I think in that case, if we strive to eliminate all ambiguity(*), I would still prefer "the Jevons paradox", for aesthetic reasons. "Jevons's paradox" just looks a bit inelegant—but grammatically, it would be perfectly sound as far as I can tell. (English isn't my native language.)
(*) I understand where that's coming from, but I personally don't think that unambiguousness should be one of the top 3 priorities of language. MAYBE it should be in the top 5? Definitely somewhere in the top 10.
But I did study literature, so obviously I'm a big fan of ambiguity in language. Not to mention that it will eventually develop on its own, because language and meaning and usage etc. are never static.
> Random tip: If you ask an LLM to, say, extract a bunch of headers from a document for you, you can’t really trust it not to have missed any. But if you say “can you write a Python program to do that” then, gobsmackingly, it will, and the result will be pretty trustworthy. It’s starting to feel like anyone not using these tools on a daily basis is… unserious.
This frustrates me, because this approach (probably?) can’t work on arbitrary tokens like language or poetry as well where you’re judging things like sentence structure or tone compatibility.
However, every LLM manufacturer must know at this point exactingly the relative accuracy and hallucinations caused by running a certain non-chain of thought or chain of thought model for a certain context window.
If I’m not mistaken current chain of thought models attempt to fit as much into their larger context windows as possible resulting in progressively slower, expensive, AND less accurate output as the tokens are spat out.
I’m sure SOMEONE has already done this like most everything I mention in my comments on this blog but why don’t chain of thought models spin up cheap non chain of thought models up to the length of the context window it knows can still have accurate results for mission critical outputs like headers, and treats the main “thread” as a dispatcher for other smaller threads?

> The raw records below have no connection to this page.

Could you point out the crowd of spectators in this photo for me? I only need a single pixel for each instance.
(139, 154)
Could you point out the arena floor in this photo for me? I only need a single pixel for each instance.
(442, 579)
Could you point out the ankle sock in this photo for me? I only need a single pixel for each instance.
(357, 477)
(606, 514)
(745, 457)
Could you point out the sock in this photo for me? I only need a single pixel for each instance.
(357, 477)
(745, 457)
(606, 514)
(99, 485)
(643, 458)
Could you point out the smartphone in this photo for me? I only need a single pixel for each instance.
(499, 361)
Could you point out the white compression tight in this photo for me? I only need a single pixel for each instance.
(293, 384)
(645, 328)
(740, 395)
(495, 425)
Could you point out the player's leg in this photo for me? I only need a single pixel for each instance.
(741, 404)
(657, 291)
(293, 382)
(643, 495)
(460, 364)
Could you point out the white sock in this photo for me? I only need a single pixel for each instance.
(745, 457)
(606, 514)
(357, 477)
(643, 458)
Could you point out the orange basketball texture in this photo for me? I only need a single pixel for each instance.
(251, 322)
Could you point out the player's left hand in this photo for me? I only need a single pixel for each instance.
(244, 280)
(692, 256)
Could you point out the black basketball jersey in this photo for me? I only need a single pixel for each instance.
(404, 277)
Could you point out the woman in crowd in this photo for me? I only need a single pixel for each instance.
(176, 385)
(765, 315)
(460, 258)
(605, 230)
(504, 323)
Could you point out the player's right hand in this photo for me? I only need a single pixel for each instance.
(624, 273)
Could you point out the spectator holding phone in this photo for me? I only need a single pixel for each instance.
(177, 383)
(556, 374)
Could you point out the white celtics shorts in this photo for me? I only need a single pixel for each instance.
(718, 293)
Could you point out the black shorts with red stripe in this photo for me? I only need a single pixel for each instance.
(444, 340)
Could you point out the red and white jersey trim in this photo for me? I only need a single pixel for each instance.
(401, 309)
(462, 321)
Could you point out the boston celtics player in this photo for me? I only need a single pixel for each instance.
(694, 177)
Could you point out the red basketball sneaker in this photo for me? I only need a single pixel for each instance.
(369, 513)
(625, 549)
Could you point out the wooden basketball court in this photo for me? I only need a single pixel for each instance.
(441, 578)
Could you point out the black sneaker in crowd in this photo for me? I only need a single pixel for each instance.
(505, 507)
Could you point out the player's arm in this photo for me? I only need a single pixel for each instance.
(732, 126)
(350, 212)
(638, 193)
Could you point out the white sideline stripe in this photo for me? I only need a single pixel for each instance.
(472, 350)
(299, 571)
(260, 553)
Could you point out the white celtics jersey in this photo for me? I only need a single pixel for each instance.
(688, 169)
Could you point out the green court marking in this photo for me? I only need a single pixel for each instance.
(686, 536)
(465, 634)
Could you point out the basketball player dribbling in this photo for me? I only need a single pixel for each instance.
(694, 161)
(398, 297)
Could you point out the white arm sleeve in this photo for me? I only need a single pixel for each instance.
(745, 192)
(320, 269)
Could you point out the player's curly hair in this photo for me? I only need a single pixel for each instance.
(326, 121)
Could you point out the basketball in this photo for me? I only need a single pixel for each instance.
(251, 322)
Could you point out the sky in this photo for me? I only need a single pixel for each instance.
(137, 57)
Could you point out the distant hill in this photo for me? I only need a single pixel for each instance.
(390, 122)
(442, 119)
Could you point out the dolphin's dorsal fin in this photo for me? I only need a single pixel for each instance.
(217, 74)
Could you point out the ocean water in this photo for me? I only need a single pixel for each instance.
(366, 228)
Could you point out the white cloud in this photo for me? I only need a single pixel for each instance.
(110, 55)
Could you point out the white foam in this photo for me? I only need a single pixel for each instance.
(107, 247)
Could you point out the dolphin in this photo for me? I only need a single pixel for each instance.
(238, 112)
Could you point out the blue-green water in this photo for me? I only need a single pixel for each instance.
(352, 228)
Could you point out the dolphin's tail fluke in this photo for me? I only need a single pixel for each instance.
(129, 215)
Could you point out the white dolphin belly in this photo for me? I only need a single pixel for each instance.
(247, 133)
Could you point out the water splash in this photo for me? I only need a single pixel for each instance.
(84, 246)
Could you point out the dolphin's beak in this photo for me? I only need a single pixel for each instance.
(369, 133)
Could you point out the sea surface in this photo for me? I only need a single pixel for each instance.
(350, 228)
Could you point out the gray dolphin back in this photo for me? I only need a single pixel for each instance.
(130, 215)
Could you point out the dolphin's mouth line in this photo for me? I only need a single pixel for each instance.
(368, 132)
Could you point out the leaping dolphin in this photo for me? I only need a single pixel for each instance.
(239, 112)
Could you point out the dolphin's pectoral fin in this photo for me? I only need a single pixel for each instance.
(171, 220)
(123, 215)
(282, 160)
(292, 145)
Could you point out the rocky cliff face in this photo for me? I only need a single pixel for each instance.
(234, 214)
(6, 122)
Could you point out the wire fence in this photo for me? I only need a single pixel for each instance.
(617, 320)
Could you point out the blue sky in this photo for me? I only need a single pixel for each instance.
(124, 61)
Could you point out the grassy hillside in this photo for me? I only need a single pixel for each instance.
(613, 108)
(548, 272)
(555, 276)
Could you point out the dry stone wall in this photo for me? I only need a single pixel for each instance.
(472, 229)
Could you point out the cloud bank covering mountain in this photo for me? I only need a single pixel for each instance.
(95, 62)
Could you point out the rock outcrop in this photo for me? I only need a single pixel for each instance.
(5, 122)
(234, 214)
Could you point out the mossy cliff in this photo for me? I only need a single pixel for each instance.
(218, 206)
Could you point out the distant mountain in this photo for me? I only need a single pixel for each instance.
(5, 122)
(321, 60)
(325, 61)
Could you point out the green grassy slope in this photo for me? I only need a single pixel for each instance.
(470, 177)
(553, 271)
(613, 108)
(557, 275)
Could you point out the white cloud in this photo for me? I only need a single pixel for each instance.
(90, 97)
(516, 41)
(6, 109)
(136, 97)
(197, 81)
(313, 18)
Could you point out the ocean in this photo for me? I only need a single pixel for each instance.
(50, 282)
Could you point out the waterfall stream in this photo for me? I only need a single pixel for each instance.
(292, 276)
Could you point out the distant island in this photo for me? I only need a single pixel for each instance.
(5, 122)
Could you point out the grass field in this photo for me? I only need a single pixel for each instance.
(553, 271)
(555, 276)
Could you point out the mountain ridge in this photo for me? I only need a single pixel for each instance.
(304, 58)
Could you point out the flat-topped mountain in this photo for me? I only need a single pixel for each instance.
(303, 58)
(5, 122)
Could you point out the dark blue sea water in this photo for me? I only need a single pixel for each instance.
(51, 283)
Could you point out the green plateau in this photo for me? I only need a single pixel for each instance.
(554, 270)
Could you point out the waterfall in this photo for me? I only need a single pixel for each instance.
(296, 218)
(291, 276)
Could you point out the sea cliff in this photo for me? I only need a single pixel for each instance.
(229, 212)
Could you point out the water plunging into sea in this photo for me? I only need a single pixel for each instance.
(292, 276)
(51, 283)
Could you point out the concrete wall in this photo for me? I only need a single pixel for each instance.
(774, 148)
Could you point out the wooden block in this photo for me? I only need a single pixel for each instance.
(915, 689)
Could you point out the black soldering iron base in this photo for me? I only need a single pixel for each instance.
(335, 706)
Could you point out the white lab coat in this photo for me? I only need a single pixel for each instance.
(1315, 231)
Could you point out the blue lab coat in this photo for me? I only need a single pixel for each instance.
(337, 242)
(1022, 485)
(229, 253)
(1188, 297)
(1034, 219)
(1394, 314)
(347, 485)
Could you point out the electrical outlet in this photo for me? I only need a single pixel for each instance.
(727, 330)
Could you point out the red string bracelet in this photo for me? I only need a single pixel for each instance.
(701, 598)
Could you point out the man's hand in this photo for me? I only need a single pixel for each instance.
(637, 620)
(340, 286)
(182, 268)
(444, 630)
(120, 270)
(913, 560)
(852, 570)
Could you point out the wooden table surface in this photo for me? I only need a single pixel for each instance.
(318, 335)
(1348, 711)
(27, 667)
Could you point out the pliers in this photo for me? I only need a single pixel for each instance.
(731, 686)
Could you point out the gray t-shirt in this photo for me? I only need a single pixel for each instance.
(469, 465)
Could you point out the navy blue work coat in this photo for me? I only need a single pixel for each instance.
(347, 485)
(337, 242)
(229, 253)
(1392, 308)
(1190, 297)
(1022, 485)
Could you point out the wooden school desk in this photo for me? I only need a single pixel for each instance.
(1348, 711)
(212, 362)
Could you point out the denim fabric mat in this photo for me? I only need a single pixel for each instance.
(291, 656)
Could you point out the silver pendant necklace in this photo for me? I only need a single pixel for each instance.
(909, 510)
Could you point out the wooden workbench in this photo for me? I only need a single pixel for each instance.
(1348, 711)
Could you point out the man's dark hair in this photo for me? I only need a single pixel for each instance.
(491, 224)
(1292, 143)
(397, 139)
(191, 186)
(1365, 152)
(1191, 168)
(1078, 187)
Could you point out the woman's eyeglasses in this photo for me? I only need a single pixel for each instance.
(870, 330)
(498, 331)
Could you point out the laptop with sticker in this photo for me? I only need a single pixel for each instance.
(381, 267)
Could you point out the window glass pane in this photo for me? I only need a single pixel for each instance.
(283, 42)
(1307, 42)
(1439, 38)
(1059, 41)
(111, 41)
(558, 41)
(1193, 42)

Even better, when a “sub calculation” would clearly faire better in a non-llm context like R why not spin up a R script using a plugin to process data?
Lastly, I don’t see why (there must be a good reason) why many chain of thought models just allow themselves to keep getting slower over time for users by allowing such giant context windows, and not instead making a judgement call on whether certain sets of tokens require a bigger context window, and how many compute cycles could be saved by using chain of thought models for one off “calculations” and having cheaper models be the ones that actually talk to end users only seeing the context windows that pertains to the prompt and whatever the chain of thought model spit out.
Wait, wait, wait, this isn’t how deep research models work, no? I haven’t looked into their architectures but never bothered figuring it’s as black box as everything else.